Actuarial science applies mathematical and statistical methods to evaluate the financial implications of uncertain future events and is used by businesses and professionals to create risk management policies.
The actuarial science examinations are jointly sponsored by the Casualty Actuary Society and the Society of Actuaries. The first five preliminary examinations cover core mathematical topics like probability theory, statistics, time series analysis, interest theory, discounted cash flow analysis, life contingencies, and risk models.
“Understanding how human beings have come to think about random phenomena is an important part of a liberal arts education,” says Hamrick. “The professional credential and the validation of your knowledge on an internationally competitive test are icing on the cake.” Hamrick, who has passed the first actuarial science examination himself, incorporated practice questions last fall into nearly every homework assignment in Math 311, the college’s probability theory course.
“This marks the culmination of a five-month journey,” says Cape. “First came the course; then came additional, exam-specific preparation, followed by the exam itself.
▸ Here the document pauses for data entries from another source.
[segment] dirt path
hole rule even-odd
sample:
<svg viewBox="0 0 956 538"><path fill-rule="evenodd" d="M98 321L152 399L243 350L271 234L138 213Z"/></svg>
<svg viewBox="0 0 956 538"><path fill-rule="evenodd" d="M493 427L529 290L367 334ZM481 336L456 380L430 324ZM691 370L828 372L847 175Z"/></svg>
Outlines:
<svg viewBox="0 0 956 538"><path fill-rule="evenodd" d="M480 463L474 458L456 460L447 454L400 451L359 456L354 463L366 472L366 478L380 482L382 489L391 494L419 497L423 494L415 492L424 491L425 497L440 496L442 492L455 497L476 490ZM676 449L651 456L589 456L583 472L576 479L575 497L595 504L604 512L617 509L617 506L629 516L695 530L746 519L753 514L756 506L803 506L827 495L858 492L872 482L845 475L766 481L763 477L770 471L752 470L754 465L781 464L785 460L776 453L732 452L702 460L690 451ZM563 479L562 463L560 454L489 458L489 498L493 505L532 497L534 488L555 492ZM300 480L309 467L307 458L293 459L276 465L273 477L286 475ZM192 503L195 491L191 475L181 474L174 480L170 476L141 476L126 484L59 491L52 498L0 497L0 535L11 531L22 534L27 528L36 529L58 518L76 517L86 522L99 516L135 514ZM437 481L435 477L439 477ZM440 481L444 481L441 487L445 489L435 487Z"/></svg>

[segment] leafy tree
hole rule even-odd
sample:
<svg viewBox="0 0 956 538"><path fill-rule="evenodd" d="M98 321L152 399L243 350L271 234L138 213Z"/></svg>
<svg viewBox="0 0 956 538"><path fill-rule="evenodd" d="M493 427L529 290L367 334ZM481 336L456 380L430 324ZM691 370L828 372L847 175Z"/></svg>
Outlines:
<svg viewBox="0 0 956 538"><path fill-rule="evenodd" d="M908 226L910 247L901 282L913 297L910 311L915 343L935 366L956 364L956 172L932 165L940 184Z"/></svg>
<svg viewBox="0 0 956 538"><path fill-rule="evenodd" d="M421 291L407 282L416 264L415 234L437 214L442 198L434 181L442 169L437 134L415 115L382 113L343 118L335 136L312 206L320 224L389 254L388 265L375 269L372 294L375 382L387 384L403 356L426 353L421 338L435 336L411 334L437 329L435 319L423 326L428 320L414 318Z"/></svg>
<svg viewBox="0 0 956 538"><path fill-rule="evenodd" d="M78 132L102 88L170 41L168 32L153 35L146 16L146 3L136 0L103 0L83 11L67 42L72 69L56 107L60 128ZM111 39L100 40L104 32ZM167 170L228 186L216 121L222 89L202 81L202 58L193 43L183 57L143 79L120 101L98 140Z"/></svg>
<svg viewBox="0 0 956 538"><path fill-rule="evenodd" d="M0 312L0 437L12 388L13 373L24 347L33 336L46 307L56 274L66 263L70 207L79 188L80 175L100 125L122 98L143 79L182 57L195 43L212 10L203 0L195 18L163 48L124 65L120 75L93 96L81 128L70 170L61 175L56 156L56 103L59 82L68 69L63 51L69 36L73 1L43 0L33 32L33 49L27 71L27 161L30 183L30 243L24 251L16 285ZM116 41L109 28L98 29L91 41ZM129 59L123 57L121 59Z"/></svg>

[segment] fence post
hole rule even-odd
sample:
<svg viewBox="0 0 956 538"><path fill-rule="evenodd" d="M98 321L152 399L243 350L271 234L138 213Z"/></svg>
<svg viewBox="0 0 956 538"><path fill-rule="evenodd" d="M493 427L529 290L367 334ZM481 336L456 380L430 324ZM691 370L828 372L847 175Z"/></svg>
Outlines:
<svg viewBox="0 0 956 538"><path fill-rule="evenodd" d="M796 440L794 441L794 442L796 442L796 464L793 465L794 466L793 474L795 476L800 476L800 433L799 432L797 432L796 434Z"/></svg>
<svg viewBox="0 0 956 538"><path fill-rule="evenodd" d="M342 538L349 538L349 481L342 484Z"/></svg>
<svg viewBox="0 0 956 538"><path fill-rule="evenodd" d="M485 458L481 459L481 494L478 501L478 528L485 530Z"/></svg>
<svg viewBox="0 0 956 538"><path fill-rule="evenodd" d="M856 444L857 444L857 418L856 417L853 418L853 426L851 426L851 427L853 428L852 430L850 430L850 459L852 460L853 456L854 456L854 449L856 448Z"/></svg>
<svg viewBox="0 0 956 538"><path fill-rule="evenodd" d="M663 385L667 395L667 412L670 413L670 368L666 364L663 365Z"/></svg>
The entire department—let alone Professor Hamrick—has been extremely supportive through it all.”
The Department of Mathematics and Computer Science has recently been increasing its emphasis on applied mathematics. “Mathematics is a subject that is rich and diverse in both its theory and application,” says Michael Sheard, the department’s chair. “We’re very proud that our students have demonstrated their achievements in this field in such a significant way.”
The department, using its own resources and gifts from alumni, partially subsidized the examination fee for students.
Another group of mathematics majors and mathematics-economics bridge majors will attempt the examination in March. Hamrick said that in the 2012-2013 academic year, Rhodes will offer Math 341 (Introduction to Financial Mathematics), a course that should prepare students to pass the second actuarial examination, Exam F/2.
Founded in 1848, Rhodes College is a private, coeducational college of liberal arts and sciences. It aspires to graduate students with a lifelong passion for learning, a compassion for others, and the ability to translate academic study and personal concern into effective leadership and action in their communities and the world.